When Agents of S.H.I.E.L.D. returned following Captain America: The Winter Soldier, it wasn’t the same show that was on the air for two-thirds of its initial season. That S.H.I.E.L.D. meandered listless and directionless, and when Coulson memorialized the Bus this week by saying that mostly bad stuff happened there, he might as well had been talking about the majority of season one storylines. Going into the release of Avengers: Age of Ultron, the first Marvel movie to have a release date that intersects with the show in its second season, the question was what impact it would have on S.H.I.E.L.D. And the answer, it turns out, is not much.
Weirdly, many had wondered about some of the plotholes in Age of Ultron and if they might get answers this week in S.H.I.E.L.D. Where did that Helicarrier come from to save the day? Who were those extra agents with Fury? What’s the story with the new Avengers facility in Upstate New York? Well, two out of three, ain’t bad. It turns out that Theta Protocol was the storage and staffing of the Helicarrier, Coulson and Fury were saving it for a rainy day. I’m not sure why no one else in Coulson’s inner circle couldn’t know about it though. May and Simmons at least knew that Fury was alive, so why make a big secret out of the situation, and create such huge blowback on yourself in the future?
I suppose that was the point of Coulson’s detente with Nu-S.H.I.E.L.D. He doesn’t want to be Mr. Secret-keeper anymore, and they’re the ones advocating for transparency, so why not let him stay on as director while Gonzales and the gang continue to serve as the Board of Directors he reports to? Makes sense, even Fury had the World Security Council. That’s one problem down. Problem number two is what to do about the Inhumans, who are named as such this week by Skye, who says it’s the old name that the Inhumans call themselves.
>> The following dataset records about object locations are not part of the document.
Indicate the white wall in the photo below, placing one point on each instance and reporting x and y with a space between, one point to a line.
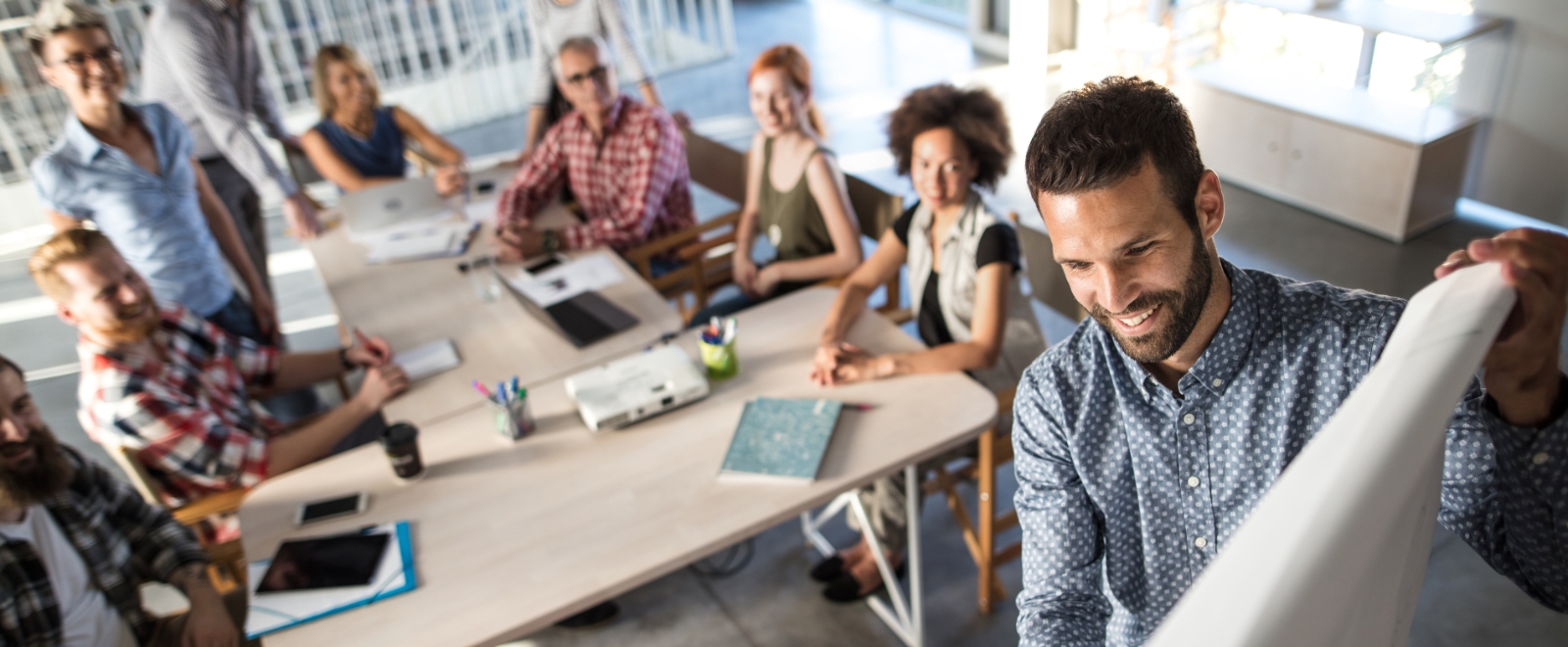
1525 167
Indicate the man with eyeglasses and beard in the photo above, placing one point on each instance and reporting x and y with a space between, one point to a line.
75 542
177 390
1149 437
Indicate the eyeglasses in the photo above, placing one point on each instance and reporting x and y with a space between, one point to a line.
78 62
598 73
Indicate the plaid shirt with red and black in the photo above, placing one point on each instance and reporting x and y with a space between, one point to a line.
188 417
632 185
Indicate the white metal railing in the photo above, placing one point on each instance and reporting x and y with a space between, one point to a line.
452 62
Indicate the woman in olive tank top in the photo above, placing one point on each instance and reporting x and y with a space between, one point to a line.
796 192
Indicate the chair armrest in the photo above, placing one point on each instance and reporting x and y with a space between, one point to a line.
221 503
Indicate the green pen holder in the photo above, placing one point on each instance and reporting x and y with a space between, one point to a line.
718 359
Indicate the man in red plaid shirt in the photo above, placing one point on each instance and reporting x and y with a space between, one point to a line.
624 161
177 390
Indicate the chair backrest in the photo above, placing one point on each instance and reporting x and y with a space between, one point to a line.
874 208
1047 279
717 167
125 457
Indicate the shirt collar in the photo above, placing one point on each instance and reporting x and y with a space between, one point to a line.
80 140
1236 331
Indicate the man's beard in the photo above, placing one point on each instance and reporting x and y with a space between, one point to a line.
133 328
36 477
1183 308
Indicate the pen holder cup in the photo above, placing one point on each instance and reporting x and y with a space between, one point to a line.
514 420
720 360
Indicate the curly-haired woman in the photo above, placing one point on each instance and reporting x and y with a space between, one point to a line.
964 287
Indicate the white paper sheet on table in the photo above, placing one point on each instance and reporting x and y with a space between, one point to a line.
282 610
1337 552
548 287
419 363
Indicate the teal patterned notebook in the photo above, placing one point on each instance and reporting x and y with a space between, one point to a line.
780 440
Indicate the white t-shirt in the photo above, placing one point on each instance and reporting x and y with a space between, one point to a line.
85 615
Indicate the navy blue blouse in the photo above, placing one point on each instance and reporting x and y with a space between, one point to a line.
380 156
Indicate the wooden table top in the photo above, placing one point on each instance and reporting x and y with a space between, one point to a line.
412 303
510 537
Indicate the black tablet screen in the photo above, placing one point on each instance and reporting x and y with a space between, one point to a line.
325 563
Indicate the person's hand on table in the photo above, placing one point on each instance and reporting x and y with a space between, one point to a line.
381 383
305 224
1521 367
841 363
517 242
368 352
451 179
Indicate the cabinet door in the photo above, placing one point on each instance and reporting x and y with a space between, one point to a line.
1350 174
1243 140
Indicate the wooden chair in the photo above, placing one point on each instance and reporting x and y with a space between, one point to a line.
706 252
980 529
227 558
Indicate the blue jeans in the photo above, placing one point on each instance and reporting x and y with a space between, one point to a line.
239 319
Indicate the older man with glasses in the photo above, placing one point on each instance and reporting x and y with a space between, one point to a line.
624 161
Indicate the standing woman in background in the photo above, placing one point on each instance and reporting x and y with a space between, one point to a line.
360 143
969 307
551 23
796 192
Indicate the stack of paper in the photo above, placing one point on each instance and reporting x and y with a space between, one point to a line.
564 281
427 360
281 610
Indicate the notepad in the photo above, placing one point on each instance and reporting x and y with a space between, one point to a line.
284 610
780 440
428 360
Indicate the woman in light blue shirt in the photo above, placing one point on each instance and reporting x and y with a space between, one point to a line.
129 169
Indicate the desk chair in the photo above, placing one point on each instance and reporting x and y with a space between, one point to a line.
706 252
227 558
995 448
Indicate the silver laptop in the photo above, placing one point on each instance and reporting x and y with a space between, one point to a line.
394 203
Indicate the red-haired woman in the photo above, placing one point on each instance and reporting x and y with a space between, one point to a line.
794 190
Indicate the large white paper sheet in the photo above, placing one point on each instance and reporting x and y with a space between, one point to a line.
593 272
1337 552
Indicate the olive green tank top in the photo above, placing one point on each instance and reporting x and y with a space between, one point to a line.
791 221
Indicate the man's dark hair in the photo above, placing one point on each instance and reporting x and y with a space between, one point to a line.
974 115
8 365
1102 133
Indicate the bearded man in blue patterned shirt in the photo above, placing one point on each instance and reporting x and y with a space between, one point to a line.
1147 437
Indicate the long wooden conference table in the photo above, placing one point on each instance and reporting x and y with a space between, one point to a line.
514 536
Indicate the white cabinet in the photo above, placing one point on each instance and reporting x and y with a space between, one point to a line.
1380 167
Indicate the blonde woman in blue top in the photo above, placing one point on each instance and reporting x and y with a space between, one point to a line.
360 143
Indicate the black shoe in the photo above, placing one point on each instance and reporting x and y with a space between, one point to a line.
828 571
592 618
847 589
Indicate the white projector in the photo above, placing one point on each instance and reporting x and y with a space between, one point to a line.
637 386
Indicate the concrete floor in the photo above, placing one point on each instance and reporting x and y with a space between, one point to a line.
866 57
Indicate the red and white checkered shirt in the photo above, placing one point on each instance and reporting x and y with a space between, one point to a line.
634 185
188 418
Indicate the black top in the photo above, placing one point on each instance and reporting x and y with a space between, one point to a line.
998 244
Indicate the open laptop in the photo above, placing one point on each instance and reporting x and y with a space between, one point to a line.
582 319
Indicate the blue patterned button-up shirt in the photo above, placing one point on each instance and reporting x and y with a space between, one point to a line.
1128 492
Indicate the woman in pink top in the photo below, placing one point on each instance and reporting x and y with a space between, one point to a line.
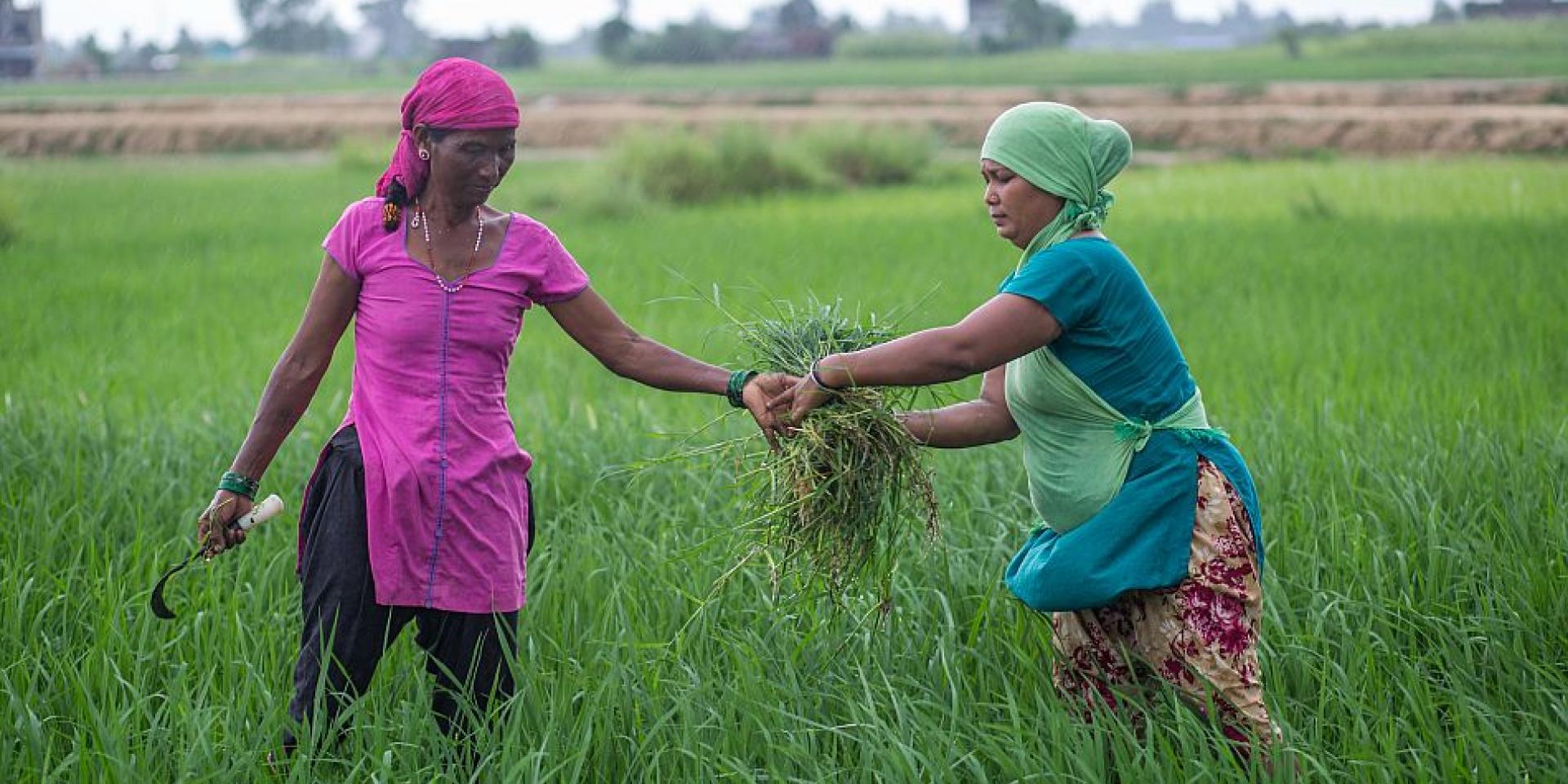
419 509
Obviously, Lincoln doesn’t like waking up in S.H.I.E.L.D. and is disappointed that he’s now going to be categorized and indexed despite Skye’s assurances that S.H.I.E.L.D. isn’t as evil as he thinks. Meanwhile, Raina’s been making herself at home in Afterlife as a kind of future counselor, giving spoilers to the residents about their kids lives and such. But Raina’s getting an even more powerful vision of a rock with alcoves in it, which Gordon recognizes as a Kree super-weapon meant to destroy the Inhumans. Guess in who’s aircraft carrier cargo hold it is?
After Raina and Gordon get caught poking around on Gonzales’ boat, it’s time for Skye’s worlds to collide. Coulson proposes a diplomatic mission to deduce the Inhumans intentions and to convince them that S.H.I.E.L.D.‘s not bad. After all, he and the leader of the Inhumans, Skye’s mom Jiaying, have one thing in common. Mistake #1: Gonzales doesn’t trust Coulson to leave his feelings the door, so he’ll be the one to represent S.H.I.E.L.D. Mistake #2: Coulson says “Okay.” And those are just on the S.H.I.E.L.D. side of things, because there’s a big political struggle on the Inhuman side of things that makes you wonder just who the bad guy is in that entire enterprise.